According to Csathy, the verdict is especially relevant to writers.

“In the case [of using AI], if there’s substantial similarity to an existing script and it takes a commercial opportunity away, they could claim copyright infringement and cite the Warhol case,” Csathy said in a statement.

Where have all the AI detectives gone?
Given how swiftly technology changes, AI regulation is notoriously lax. However, some, such as Csathy, believe that detection and protection technology is improving.

Labs is a driving force behind the creation of “My Art My Choice,” an effort aimed at preventing copyrighted works from being utilized in AI learning. The method works by applying a protective layer to an image, rendering it unusable by an AI learning model. In the future, the team intends to apply the technology to other modalities.

HuggingFace, a machine learning business, announced a collaboration with media verification company Truepic earlier this month to implant a digital “watermark” into photographs to quickly identify authorship, modifications, and label AI-generated material.

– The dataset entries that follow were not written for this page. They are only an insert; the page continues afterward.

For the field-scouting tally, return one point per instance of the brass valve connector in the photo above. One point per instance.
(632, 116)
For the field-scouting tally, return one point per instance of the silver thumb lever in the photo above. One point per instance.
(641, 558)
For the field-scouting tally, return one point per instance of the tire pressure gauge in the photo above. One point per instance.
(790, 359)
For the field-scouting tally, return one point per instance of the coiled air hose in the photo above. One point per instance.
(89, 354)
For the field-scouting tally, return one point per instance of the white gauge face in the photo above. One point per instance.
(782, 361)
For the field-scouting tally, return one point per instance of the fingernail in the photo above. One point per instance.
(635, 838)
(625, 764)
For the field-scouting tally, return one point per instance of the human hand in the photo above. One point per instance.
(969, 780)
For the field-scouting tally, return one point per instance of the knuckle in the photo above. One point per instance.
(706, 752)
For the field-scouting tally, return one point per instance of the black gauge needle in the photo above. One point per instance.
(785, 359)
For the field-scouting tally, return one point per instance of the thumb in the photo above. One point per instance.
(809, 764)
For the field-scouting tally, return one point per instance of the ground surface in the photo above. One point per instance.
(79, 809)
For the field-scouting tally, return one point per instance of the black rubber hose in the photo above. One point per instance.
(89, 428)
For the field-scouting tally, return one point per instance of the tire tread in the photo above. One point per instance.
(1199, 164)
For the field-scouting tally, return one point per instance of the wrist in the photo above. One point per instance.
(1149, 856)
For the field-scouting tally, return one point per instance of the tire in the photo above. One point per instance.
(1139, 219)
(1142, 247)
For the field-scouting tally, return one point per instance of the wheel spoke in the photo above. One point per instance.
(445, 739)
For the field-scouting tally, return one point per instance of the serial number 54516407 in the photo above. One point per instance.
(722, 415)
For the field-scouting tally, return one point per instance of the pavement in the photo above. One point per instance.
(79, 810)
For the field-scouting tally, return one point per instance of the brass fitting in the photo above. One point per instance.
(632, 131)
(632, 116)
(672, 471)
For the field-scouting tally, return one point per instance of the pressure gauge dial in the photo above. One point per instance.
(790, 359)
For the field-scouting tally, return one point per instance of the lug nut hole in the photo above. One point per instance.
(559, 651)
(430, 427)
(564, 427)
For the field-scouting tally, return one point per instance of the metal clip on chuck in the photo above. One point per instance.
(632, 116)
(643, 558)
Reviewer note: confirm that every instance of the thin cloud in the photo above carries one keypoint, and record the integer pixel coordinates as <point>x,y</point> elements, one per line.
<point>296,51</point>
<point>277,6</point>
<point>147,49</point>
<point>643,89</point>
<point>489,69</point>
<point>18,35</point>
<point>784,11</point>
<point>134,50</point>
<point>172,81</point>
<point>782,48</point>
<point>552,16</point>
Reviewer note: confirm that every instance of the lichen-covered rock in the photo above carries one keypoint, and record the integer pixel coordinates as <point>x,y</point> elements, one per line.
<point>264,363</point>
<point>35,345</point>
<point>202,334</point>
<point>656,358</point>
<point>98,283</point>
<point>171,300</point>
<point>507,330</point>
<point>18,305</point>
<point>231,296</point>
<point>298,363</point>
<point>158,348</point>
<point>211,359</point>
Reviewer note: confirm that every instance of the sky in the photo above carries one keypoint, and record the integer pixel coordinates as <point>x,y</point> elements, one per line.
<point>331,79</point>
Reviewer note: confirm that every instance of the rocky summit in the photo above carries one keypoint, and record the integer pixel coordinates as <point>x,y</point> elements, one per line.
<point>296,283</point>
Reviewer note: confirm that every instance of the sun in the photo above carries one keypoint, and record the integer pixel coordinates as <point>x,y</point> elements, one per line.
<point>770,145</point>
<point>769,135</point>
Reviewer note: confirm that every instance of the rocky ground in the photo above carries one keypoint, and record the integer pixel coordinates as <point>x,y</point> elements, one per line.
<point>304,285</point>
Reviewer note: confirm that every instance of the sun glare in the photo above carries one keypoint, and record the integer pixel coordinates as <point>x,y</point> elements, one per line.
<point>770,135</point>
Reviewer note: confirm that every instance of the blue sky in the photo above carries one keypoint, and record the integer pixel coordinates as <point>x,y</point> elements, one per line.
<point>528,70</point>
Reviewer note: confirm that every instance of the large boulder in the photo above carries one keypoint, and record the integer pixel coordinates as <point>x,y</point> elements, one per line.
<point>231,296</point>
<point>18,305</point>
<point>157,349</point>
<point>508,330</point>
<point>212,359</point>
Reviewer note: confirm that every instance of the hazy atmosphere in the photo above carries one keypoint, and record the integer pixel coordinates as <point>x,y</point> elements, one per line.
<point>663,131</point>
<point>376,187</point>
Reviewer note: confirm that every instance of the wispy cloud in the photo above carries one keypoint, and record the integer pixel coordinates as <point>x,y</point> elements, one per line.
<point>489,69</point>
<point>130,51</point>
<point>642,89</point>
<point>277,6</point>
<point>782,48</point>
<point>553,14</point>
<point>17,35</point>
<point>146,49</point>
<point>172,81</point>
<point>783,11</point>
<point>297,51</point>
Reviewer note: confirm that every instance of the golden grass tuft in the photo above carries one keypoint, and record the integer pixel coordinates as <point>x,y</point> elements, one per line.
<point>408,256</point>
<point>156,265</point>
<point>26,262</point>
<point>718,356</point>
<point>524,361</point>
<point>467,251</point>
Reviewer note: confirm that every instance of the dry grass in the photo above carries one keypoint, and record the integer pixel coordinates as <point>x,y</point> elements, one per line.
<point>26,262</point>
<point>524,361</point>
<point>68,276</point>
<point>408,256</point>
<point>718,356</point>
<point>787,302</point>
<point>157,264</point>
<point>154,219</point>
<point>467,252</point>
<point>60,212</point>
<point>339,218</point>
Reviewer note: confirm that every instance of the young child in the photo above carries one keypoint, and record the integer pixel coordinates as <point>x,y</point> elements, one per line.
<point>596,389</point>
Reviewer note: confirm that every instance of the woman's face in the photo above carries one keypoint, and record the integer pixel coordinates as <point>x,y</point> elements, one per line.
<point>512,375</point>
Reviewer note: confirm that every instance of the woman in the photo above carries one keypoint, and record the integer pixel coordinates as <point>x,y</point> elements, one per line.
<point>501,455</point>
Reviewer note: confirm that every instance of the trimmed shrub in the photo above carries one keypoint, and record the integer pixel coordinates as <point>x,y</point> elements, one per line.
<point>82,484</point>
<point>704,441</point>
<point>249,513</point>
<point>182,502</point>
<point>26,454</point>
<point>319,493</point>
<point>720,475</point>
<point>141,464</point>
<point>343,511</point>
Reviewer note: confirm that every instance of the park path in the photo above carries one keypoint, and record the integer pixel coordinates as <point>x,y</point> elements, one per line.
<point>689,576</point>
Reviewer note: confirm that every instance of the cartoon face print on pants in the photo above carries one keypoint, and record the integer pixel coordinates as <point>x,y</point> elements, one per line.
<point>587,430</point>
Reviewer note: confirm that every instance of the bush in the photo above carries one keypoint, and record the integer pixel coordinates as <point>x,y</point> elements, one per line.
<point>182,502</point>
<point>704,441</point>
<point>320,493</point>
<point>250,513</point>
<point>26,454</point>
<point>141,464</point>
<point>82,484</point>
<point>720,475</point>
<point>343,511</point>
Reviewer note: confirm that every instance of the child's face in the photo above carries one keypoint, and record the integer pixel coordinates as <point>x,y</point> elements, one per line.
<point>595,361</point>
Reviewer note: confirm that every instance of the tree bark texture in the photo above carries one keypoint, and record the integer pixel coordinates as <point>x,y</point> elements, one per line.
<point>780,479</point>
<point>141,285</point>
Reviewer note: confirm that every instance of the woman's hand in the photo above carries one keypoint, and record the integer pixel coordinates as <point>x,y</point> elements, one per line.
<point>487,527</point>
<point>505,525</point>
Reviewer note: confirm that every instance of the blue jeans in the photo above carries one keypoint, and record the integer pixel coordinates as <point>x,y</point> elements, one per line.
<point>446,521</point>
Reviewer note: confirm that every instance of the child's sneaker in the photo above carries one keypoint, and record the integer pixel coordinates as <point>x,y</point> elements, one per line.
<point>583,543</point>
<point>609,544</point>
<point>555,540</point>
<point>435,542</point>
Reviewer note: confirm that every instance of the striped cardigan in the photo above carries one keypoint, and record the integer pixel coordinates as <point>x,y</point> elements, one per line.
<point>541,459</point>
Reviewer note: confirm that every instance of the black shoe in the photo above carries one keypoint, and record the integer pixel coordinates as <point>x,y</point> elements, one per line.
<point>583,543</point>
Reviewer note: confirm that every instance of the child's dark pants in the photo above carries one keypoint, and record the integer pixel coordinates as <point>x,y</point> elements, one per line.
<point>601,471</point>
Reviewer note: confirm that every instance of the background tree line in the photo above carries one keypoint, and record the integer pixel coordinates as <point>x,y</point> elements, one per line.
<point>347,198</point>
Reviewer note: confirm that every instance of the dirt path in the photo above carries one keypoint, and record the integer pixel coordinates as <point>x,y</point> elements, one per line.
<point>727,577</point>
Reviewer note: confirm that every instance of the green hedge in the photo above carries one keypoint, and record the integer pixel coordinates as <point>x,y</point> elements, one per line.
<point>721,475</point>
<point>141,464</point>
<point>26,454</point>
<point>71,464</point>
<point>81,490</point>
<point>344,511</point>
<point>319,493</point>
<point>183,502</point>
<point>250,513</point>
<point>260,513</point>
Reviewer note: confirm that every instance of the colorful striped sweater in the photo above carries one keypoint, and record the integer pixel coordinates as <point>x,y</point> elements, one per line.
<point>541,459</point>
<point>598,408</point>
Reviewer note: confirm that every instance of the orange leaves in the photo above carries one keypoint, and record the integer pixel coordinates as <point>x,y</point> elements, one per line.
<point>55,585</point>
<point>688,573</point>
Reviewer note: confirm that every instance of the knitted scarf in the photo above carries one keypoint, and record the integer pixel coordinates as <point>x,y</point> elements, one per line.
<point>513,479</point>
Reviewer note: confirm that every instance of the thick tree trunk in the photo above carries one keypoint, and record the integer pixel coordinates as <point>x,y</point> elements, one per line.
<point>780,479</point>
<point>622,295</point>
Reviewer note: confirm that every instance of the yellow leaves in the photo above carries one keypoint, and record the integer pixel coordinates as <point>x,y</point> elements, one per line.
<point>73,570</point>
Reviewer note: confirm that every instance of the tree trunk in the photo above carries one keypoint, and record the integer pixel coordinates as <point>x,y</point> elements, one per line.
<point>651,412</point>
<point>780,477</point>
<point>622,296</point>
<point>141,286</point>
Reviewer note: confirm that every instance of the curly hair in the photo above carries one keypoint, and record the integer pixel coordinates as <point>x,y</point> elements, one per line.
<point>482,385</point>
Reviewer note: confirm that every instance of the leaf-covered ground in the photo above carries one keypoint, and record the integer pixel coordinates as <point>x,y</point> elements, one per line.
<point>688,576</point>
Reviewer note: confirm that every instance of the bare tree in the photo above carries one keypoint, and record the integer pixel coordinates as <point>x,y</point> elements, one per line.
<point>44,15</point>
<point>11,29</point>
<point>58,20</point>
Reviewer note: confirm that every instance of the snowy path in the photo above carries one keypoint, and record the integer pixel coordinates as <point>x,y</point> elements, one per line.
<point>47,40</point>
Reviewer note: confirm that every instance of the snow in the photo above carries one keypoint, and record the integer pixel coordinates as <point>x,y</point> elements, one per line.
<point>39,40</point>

The developments are reminiscent of Content ID, a digital fingerprinting technique that alleviated concerns that YouTube would violate copyright restrictions in its early days. The technique, which was introduced in 2007, has since been scaled to detect enormous copyright infringements. According to a July YouTube Transparency Report, Content ID detected more than 826 million potential copyright infringement in the second half of 2022, nearly all of which were detected automatically. Payouts to copyright holders totaled $9 billion as a result of the allegations.

“The technology is increasing on the detection side,” Csathy said in a statement. “There’s a whole burgeoning industry of forensic AI that’s going to be policing this.”

Despite advancements in content verification and AI detection technology, many are skeptical that this will be adequate to mitigate the threats of AI.

“The courts will say there are hundreds of thousands or millions of works in the training set,” Csathy said in a statement. “How can you possibly claim that there was no fair use of your works and that there was an infringement?” It will be a perpetual tug of war. There is no way to completely regulate this technology.”